The Universe is not a structureless mish-mash of space stuff, but there's still a lot we don't know about how it's put together.

Although we know that everything is connected by a vast, filamentary web, we tend to operate under the assumption that the distribution of galaxies among those filaments is somewhat random.

In other words, if you pick a patch of sky, scientists generally think that the spin directions of all the galaxies in that patch will be more or less evenly distributed.

Well, it turns out that that assumption may be incorrect.

Computational astronomer Lior Shamir of Kansas State University has conducted a survey of 200,000 galaxies, and found that the distribution of spin direction forms a pattern that is distinctly not random after all.

In fact, that pattern can be fitted to a quadrupole alignment with a much higher probability than chance - suggesting that the early Universe as a whole could have been spinning like a giant galaxy.

Shamir presented his paper, which is yet to be peer-reviewed, at the 236th meeting of the American Astronomical Society.

" Cosmic Microwave Background (CMB) data also shows evidence of possible cosmological-scale polarisation, and was fitted to quadrupole alignment. These observations led to theories that shift from the standard cosmological models," Shamir writes in his paper.

"Since the spin patterns of a galaxy as visible from Earth is also an indication of the actual spin direction of the galaxy, the large-scale patterns in the distribution of the spin directions can be an indication of a rotating Universe."

Spiral galaxies are relatively tidy and well-defined, with a flat disc shape, spiral arms, and rotation that we can measure based on the Doppler shift of light from the sides of the disc.

Blueshifted light is made up of shorter wavelengths, and indicates rotation towards us; redshifted light is made up of longer wavelengths, and indicates rotation away from us.

There are only two directions these galaxies can spin - clockwise and counterclockwise. If the Universe is isotropic, or uniform in all directions, as described by the cosmological principle, there should be a pretty even 50-50 distribution of clockwise and counterclockwise galaxies throughout.

But when Shamir conducted his census using data obtained from the Sloan Digital Sky Survey (SDSS) and the Panoramic Survey Telescope and Rapid Response System (Pan-STARRS), he found something very peculiar.

The split identified was closer to 51-49, with more clockwise galaxies than counterclockwise.
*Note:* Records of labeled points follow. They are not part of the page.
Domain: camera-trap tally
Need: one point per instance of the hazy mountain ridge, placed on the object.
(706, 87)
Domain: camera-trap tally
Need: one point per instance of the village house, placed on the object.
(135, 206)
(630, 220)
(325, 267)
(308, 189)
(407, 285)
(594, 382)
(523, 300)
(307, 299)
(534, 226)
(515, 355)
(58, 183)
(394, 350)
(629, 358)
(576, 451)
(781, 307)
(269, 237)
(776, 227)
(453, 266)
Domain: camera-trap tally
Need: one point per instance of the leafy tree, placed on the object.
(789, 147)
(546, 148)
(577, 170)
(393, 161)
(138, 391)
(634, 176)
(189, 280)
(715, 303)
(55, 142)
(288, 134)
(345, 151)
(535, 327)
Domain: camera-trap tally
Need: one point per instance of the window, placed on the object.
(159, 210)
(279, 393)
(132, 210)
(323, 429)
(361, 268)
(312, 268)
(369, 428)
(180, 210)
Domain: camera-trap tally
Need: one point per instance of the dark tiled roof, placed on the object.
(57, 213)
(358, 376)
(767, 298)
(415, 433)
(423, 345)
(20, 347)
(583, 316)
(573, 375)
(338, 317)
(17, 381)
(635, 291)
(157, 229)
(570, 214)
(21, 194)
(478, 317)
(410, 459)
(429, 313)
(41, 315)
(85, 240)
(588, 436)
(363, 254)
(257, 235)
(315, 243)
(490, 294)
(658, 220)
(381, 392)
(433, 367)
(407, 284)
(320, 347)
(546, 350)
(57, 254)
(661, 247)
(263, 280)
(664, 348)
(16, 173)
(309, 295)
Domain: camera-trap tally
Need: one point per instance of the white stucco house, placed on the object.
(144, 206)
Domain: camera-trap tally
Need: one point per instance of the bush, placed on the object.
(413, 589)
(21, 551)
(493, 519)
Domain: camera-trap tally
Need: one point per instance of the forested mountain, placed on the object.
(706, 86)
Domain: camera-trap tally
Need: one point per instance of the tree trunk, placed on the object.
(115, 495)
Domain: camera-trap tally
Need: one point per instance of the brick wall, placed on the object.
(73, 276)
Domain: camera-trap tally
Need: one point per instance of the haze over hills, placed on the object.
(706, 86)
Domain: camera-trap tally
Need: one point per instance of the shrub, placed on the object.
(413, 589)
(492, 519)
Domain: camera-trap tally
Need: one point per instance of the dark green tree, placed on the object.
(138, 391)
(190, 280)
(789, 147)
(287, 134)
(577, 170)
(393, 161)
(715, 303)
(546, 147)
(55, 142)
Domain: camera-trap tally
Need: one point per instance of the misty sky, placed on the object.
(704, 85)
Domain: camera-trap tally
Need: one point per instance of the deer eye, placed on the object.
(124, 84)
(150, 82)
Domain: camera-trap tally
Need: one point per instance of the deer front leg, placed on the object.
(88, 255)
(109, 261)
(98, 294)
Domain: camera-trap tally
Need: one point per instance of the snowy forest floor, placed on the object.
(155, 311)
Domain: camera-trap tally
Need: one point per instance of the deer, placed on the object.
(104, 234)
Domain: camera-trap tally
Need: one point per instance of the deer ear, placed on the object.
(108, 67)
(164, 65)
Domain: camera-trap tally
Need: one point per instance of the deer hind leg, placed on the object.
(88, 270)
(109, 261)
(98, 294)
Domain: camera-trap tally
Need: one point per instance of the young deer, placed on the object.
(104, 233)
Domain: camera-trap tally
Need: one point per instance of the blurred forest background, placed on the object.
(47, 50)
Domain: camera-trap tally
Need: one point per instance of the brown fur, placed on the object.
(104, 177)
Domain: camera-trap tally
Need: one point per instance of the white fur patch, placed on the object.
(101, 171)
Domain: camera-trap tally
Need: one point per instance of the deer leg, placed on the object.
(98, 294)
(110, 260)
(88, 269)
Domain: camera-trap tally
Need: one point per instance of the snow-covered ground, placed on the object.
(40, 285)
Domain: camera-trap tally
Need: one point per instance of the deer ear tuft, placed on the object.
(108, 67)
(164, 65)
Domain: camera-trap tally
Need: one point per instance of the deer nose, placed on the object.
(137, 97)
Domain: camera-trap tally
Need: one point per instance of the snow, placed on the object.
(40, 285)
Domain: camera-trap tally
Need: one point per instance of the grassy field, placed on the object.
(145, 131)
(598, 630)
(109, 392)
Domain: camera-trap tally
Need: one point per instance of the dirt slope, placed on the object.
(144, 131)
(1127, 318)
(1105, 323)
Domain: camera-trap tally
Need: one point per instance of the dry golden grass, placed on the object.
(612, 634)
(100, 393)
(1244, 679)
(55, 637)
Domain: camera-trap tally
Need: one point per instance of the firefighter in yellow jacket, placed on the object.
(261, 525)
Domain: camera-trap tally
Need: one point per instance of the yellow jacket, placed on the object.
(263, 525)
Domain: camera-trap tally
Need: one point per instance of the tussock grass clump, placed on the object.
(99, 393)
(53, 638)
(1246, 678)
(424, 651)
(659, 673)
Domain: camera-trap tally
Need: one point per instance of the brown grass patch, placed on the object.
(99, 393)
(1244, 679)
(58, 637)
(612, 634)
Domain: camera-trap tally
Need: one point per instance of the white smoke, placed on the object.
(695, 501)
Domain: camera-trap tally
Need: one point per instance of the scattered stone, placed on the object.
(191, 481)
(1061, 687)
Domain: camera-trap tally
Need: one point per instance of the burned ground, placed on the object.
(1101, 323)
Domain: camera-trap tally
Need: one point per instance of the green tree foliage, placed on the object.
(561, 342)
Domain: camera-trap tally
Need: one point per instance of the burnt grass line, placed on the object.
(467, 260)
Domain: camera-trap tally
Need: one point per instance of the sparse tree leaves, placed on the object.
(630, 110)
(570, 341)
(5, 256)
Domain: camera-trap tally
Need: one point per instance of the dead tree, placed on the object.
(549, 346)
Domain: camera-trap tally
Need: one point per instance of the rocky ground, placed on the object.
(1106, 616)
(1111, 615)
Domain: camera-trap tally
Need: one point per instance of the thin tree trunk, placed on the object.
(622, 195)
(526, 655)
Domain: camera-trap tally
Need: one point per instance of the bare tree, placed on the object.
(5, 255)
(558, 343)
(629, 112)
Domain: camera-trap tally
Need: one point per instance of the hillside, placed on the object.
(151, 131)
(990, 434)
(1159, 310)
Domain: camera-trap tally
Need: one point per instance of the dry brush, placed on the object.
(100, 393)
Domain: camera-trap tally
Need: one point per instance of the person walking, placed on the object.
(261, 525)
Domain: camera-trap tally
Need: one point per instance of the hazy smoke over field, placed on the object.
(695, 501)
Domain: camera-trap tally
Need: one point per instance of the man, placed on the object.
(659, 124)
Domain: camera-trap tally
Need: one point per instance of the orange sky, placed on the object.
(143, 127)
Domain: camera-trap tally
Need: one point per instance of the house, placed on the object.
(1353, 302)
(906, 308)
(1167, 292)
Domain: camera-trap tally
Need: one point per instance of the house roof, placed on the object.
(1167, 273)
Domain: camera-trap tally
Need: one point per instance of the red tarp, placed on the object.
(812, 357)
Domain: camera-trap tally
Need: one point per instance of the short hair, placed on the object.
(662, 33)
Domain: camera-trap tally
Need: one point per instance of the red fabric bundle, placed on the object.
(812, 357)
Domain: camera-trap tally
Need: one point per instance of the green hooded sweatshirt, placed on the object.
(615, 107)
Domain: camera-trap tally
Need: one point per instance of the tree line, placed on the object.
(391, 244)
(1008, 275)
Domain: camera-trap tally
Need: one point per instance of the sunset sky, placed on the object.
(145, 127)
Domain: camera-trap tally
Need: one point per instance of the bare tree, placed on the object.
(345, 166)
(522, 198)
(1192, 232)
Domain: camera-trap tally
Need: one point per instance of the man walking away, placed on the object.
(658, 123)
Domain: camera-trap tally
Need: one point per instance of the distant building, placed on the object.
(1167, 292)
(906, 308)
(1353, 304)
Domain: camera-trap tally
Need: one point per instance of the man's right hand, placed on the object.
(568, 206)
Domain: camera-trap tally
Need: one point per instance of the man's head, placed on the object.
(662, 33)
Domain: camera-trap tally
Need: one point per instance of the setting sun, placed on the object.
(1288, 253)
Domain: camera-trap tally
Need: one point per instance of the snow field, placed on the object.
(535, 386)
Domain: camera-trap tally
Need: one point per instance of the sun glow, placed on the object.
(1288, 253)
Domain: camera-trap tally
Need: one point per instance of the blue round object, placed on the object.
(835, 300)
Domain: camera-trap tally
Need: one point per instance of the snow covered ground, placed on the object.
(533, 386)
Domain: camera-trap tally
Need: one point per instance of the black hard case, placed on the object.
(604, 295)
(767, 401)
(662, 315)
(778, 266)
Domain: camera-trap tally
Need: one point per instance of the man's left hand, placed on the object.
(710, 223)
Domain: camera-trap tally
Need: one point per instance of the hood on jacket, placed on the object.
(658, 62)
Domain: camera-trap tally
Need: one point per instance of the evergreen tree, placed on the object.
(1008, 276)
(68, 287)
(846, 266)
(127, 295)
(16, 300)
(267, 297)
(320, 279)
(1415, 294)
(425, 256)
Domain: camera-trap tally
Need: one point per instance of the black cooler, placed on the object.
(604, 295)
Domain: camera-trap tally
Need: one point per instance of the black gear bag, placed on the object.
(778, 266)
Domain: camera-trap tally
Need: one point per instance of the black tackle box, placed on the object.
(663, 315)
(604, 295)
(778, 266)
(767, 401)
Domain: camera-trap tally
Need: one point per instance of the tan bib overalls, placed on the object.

That may seem like a small difference, but according to Shamir, the chance of such asymmetry in an isotropic Universe is at least one in 1 billion.

quadrupoleAn all-sky mollweide map of the quadrupole in the distribution of galaxy spin directions. (Kansas State University)

He also found that the asymmetry itself is not uniformly distributed. Closer to Earth, the gap closes, and the distribution of galaxies is more even - but farther out in the Universe, the asymmetry is more pronounced.

Shamir believes these findings could suggest that the early Universe was less chaotic than it is today, and that its consistency is decreasing over time.

The differences in the asymmetry across different parts of the Universe are consistent with a quadrupole pattern - that is, the Universe wasn't rotating around a single axis, but four axes in a complex alignment.

The quadrupole found in the cosmic microwave background - the faint radiation left over from the Big Bang that suffuses the Universe - has been referred to as an "anomaly", a "problem" and the "Axis of Evil".

Because the cosmic microwave background is so faint, it's possible that the signal has been contaminated by the much brighter light of the current Universe.

However, the spin of galaxies is pretty easy to measure, so Shamir's research suggests that the cosmic microwave background quadrupole anomaly might be an even thornier problem than cosmologists thought.

"There is no error or contamination that could exhibit itself through such unique, complex, and consistent patterns," Shamir says.

"We have two different sky surveys showing the exact same patterns, even when the galaxies are completely different. There is no error that can lead to that. This is the Universe that we live in. This is our home."